Een nieuwe M wordt door de BMW-fans steeds een beetje als de komst van de Messias aanzien. Dit keer werden zelfs twee “M’s” gelijktijdig gelanceerd: de M3 en de M4, die aantonen dat er soms maar een kleine troef nodig is om alle minpunten te laten vergeten.

8 / 10
Gepubliceerd op 23 mei 2021
Leestijd : 6 min

Deel

Ik ga niet rond de pot draaien: ik hoor niet bij die fans, totaal niet. Maar tegelijk wil ik benadrukken dat ik als echte autoliefhebber (ik zou me zelfs een kenner durven noemen) het grootste respect heb voor de geschiedenis van dit merk, die gekenmerkt wordt door enkele iconische wagens. Ik heb bijvoorbeeld een uitstekende herinnering aan mijn ervaring achter het stuur van een eenvoudige 2002 (zelfs geen turbo), de M5 V10 sloeg me met verstomming, ik hou van het rauwe en metaalachtige geluid van de oude 6-in-lijn krachtbronnen, de eerste 8 Reeks was een technologisch meesterwerk … En verder kan ik nog de Z4, Z1, 507 en 3.0 CSL noemen, om nog maar te zwijgen van HET referentiemodel van het merk, de M3 E30, waarmee ik jammer genoeg nooit heb gereden. Dus, ja, ik weet wat dit merk op vlak van sportwagens betekent. Alleen is het de laatste jaren wat minder. Ik ben het namelijk niet eens met de richting die BMW uitgaat, en ik ben niet de enige. Waarom deze voorbeschouwing? Om meer impact te geven aan wat volgt. En neen, dit is geen afrekening. Integendeel.

Unaniem

Er zijn een paar punten van kritiek, dat is duidelijk. Te beginnen met het… ontwerp. Aaaaah, een delicaat onderwerp over de nieuwe stilistische oriëntatie die BMW heeft gekozen. De “neuscorrectie” heeft blijkbaar evenveel voorstanders als tegenstanders. Dat beweert de constructeur in ieder geval om zijn keuze te verdedigen.
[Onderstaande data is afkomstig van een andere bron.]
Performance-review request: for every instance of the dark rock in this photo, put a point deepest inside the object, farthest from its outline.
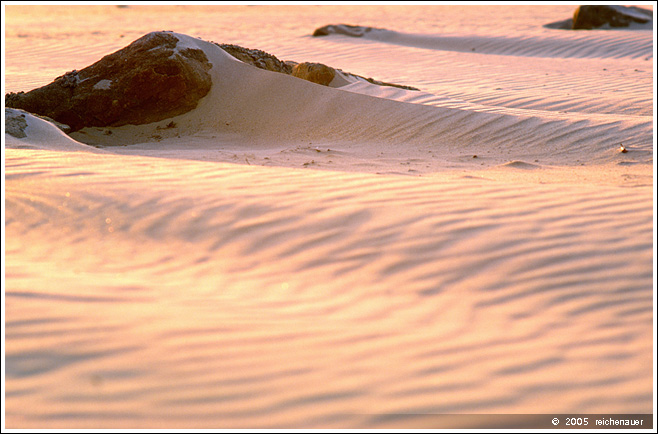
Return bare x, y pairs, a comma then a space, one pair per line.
257, 58
342, 29
593, 16
147, 81
314, 72
15, 123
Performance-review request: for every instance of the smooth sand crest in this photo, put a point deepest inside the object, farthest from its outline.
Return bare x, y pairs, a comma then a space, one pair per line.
263, 263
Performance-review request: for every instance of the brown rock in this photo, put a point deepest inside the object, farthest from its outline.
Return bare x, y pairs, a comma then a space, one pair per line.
314, 72
258, 58
147, 81
592, 16
342, 29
Mijn buren laten het meestal niet na om hun mening te geven over mijn testwagen van het moment. Raad eens hoeveel van hen me zegden “Oh, wat een prachtige auto”… Precies: nul. 100% negatieve reacties. Ook onder de 10-jarigen, die nochtans meestal niet moeilijk afkerig zijn van een auto met een sportievere look. Hierbij wel een kleine nuance: het gaat alleen over de voorpartij. Voor de rest is de M4 inderdaad een mooie auto. Strak, gespierd, atletisch. Kortom, een duidelijk statement. Hij mocht misschien iets minder lang en wat compacter zijn, maar dan gaan we inderdaad muggenziften. Zolang ik de voorkant niet zie, vind ik de M4 prima.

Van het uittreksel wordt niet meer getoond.